The RBA believes that, on balance, “the pick-up in investor activity in the housing market does not appear to pose near-term risks to financial stability”, but it acknowledges that it will continue to monitor the market closely for signs of excessive speculation and riskier lending practices (Investors test the RBA’s homing instinct, March 26).
Stevens echoed similar sentiments in recent speeches and noted that it would be undesirable for annual housing credit growth to climb much higher.
Housing credit rose by 0.5 per cent in February, to be 5.8 per cent higher over the year. Growth continues to be led by investor activity, with investor credit rising by 0.6 per cent in February. But monthly investor credit growth was actually at its slowest pace since September, though still growing quite strongly.
New investor lending activity continues to be elevated and I anticipate that investor credit growth will push back towards its pre-crisis level of around 10 per cent over 2014. Owner-occupier credit growth will not be as strong, but is also set to rise to levels that Stevens might find uncomfortable.
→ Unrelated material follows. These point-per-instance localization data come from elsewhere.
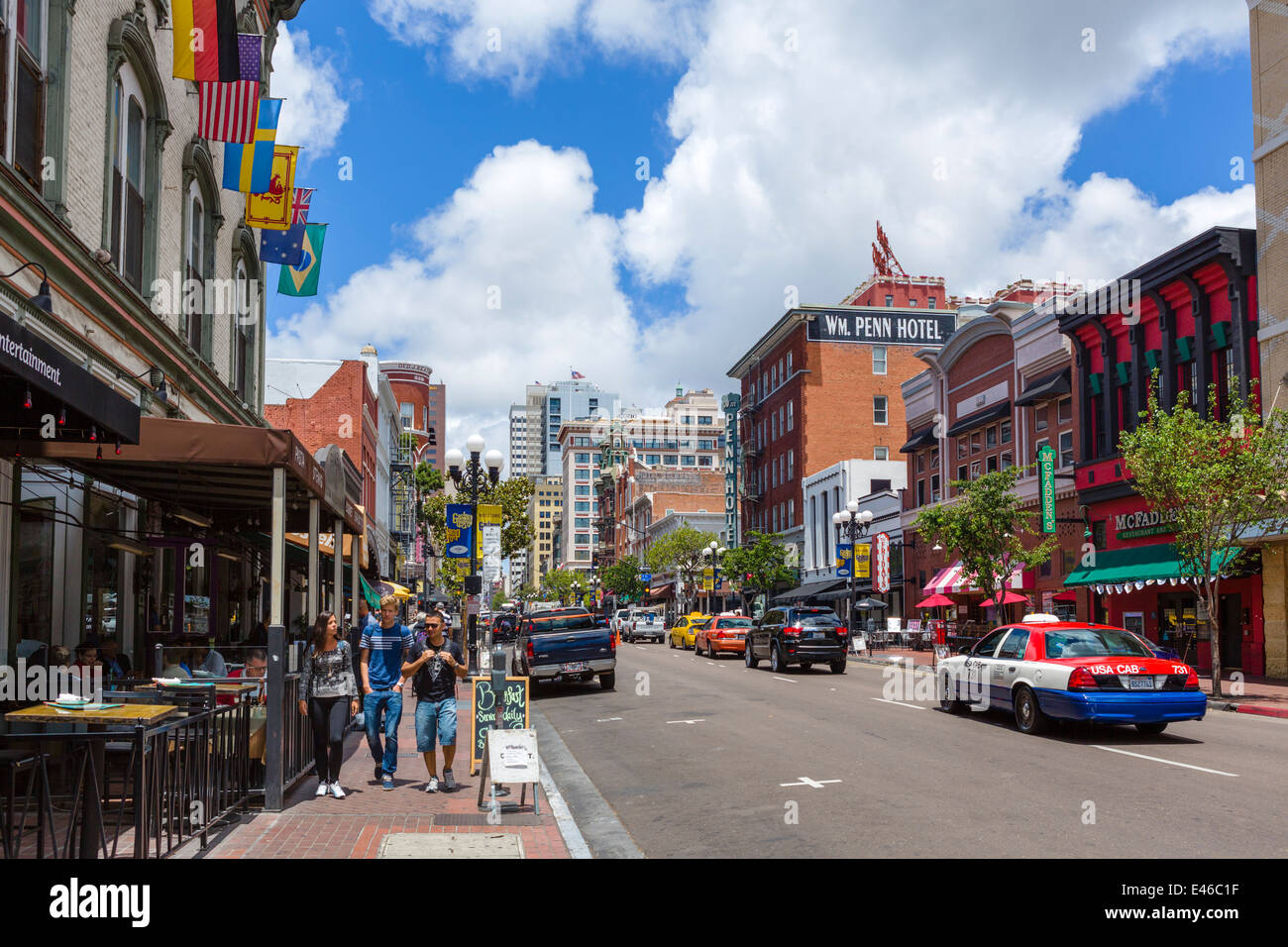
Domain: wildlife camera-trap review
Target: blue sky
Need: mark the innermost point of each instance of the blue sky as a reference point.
(1060, 162)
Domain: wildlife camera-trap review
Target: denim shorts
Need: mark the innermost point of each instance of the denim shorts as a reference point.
(436, 716)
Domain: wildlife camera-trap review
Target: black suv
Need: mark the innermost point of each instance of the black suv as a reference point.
(798, 635)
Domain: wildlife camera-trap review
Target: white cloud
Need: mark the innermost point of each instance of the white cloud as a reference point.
(307, 77)
(797, 125)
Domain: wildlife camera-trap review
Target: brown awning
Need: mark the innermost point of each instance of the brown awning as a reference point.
(220, 471)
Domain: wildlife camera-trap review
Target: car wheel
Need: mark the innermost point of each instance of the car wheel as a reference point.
(776, 659)
(1028, 715)
(947, 697)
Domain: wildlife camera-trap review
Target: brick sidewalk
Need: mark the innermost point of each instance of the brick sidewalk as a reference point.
(356, 826)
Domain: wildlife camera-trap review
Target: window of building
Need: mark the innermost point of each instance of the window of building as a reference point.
(1065, 449)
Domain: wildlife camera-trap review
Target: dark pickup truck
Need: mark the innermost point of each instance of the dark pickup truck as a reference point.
(566, 644)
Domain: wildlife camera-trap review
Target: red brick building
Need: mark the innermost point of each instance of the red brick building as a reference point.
(822, 385)
(421, 406)
(342, 411)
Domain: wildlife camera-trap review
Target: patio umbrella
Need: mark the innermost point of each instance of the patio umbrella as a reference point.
(935, 600)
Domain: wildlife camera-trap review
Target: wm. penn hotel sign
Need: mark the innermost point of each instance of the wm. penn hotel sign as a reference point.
(876, 326)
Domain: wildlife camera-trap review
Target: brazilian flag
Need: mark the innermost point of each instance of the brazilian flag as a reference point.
(303, 279)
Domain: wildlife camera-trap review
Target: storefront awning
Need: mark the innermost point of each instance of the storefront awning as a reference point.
(922, 438)
(953, 581)
(220, 471)
(980, 418)
(1046, 388)
(810, 590)
(1146, 565)
(59, 388)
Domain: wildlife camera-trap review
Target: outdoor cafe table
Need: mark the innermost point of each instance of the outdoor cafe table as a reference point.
(124, 715)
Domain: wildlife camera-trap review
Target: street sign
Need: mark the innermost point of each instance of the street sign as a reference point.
(844, 554)
(881, 581)
(1046, 484)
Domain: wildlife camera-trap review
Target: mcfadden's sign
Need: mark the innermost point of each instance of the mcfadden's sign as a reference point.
(880, 328)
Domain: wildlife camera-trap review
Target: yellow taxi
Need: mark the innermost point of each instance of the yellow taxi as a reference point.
(686, 630)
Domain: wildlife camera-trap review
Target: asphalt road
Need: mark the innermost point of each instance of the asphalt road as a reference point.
(692, 754)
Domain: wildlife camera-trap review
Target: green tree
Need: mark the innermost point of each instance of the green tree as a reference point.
(987, 528)
(1216, 482)
(681, 551)
(622, 579)
(763, 558)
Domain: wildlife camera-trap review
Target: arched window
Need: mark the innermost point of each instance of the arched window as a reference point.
(138, 127)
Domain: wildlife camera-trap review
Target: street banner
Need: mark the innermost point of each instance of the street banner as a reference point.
(863, 561)
(844, 557)
(270, 209)
(460, 531)
(881, 581)
(1046, 480)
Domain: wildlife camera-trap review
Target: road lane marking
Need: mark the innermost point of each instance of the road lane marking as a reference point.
(1159, 759)
(898, 703)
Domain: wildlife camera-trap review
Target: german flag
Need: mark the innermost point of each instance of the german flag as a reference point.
(205, 40)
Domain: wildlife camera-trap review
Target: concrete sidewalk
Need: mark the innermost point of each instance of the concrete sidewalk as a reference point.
(1262, 696)
(372, 822)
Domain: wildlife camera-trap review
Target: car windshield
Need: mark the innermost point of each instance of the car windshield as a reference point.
(1102, 642)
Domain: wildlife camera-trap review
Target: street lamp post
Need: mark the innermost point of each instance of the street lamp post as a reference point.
(471, 475)
(853, 523)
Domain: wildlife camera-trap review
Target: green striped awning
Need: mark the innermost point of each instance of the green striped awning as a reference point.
(1155, 564)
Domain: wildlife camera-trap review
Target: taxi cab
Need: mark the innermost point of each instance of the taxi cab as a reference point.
(683, 634)
(724, 633)
(1043, 669)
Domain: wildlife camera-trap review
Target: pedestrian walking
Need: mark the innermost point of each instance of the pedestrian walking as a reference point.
(329, 694)
(434, 667)
(382, 648)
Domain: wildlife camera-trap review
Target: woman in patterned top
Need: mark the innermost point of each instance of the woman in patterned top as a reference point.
(327, 689)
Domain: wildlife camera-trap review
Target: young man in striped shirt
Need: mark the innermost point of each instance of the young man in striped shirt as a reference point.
(382, 648)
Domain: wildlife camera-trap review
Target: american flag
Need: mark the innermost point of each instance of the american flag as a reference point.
(300, 205)
(230, 110)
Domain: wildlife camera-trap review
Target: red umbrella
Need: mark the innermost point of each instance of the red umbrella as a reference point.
(935, 600)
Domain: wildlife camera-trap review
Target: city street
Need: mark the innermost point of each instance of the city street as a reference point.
(696, 768)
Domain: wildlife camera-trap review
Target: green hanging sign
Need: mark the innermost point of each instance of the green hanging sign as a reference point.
(1046, 479)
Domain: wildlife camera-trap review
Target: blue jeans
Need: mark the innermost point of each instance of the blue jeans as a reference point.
(389, 702)
(436, 716)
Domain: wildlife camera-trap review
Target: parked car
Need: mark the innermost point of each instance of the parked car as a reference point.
(566, 644)
(644, 626)
(798, 635)
(684, 631)
(722, 634)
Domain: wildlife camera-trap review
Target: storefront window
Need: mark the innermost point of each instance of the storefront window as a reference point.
(35, 574)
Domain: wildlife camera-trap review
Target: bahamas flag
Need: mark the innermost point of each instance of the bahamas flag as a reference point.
(303, 278)
(249, 167)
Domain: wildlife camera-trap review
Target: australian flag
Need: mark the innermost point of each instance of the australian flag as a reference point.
(282, 247)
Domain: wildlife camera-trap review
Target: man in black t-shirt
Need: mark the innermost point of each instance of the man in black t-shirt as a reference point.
(434, 667)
Housing credit is set to cause problems because it is too strong. However, business credit is set to cause its own problems -- it continues to be fairly weak. Business credit rose by 0.4 per cent in February but is just 2.4 per cent higher over the year.
Many businesses are utilising low interest rates to expand their operations but for many other firms, low lending rates have been used to pay down existing loan balances and refinance their loans.
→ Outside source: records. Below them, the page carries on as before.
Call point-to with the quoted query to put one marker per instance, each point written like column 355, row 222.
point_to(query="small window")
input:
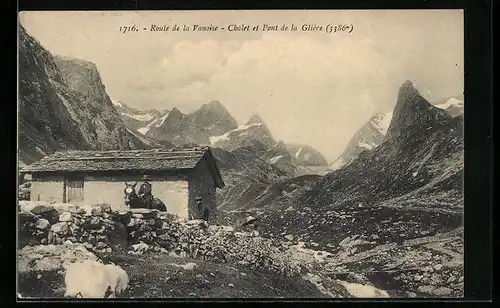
column 74, row 189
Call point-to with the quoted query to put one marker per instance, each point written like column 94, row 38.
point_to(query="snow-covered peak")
column 240, row 128
column 382, row 121
column 117, row 103
column 452, row 101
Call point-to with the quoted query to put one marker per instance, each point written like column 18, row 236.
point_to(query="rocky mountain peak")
column 215, row 106
column 175, row 113
column 413, row 113
column 280, row 145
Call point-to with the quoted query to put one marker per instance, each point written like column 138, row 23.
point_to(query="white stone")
column 65, row 217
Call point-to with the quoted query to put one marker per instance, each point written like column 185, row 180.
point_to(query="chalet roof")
column 150, row 160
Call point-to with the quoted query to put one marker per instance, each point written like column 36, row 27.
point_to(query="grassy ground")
column 161, row 276
column 157, row 275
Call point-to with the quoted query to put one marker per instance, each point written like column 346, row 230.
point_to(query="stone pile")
column 140, row 231
column 24, row 191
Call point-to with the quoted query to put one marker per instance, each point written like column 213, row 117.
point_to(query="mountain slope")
column 374, row 131
column 254, row 129
column 246, row 176
column 213, row 118
column 137, row 119
column 367, row 138
column 306, row 155
column 176, row 128
column 401, row 199
column 454, row 106
column 413, row 112
column 58, row 110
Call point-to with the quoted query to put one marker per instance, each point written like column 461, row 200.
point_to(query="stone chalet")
column 178, row 176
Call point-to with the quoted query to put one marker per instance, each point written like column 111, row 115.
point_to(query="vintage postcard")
column 241, row 154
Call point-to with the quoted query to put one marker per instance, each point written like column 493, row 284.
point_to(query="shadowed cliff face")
column 416, row 174
column 63, row 105
column 413, row 113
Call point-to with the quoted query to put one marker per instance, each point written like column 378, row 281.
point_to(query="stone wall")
column 47, row 188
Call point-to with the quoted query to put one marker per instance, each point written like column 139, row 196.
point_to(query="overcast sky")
column 310, row 88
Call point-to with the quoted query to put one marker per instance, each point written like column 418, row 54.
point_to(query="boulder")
column 117, row 237
column 65, row 217
column 46, row 211
column 60, row 228
column 443, row 291
column 42, row 224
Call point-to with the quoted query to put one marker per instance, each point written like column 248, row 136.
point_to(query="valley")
column 386, row 214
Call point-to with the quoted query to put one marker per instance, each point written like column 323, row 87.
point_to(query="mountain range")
column 213, row 125
column 63, row 105
column 374, row 132
column 392, row 213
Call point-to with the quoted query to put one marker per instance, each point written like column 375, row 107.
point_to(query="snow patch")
column 298, row 153
column 215, row 139
column 382, row 122
column 275, row 159
column 92, row 279
column 364, row 291
column 139, row 117
column 157, row 123
column 367, row 146
column 116, row 103
column 225, row 136
column 68, row 107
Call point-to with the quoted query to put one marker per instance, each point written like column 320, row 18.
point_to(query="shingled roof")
column 126, row 160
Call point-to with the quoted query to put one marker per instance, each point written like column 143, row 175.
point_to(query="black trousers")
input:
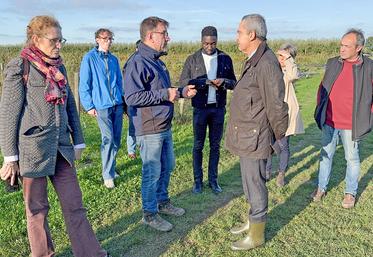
column 255, row 189
column 213, row 118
Business investment activity is set to improve for the non-mining sector over the next couple of years, although investment from manufacturing firms is set to fall sharply. On balance, we should see annual business credit improve but at this point it seems unlikely that credit growth will return to its pre-crisis level.
In contrast to housing credit, personal credit fell by 0.2 per cent in February to be just 0.7 per cent higher over the year. It is difficult to square this away with the rapid rise in house prices, but households are showing a cautious attitude to other credit purchases such as motor vehicles and durable goods.
The contrast between housing, business and personal credit has created a difficult balancing act for the RBA. The housing market has arguably become too strong but low rates are necessary to generate greater momentum in business investment and facilitate the rebalancing of the Australian economy.
I’ve suggested that macroprudential policies would directly slow the housing market while allowing the business sector to benefit from low rates. This approach was followed by the Reserve Bank of New Zealand last year and has had considerable success so far.
It seems patently obvious that housing credit will continue to rise, quickly reaching levels that will leave Stevens feeling uncomfortable. The RBA has the tools available to address the issue but unfortunately seems more than happy to sit on its hands and wait it out for now.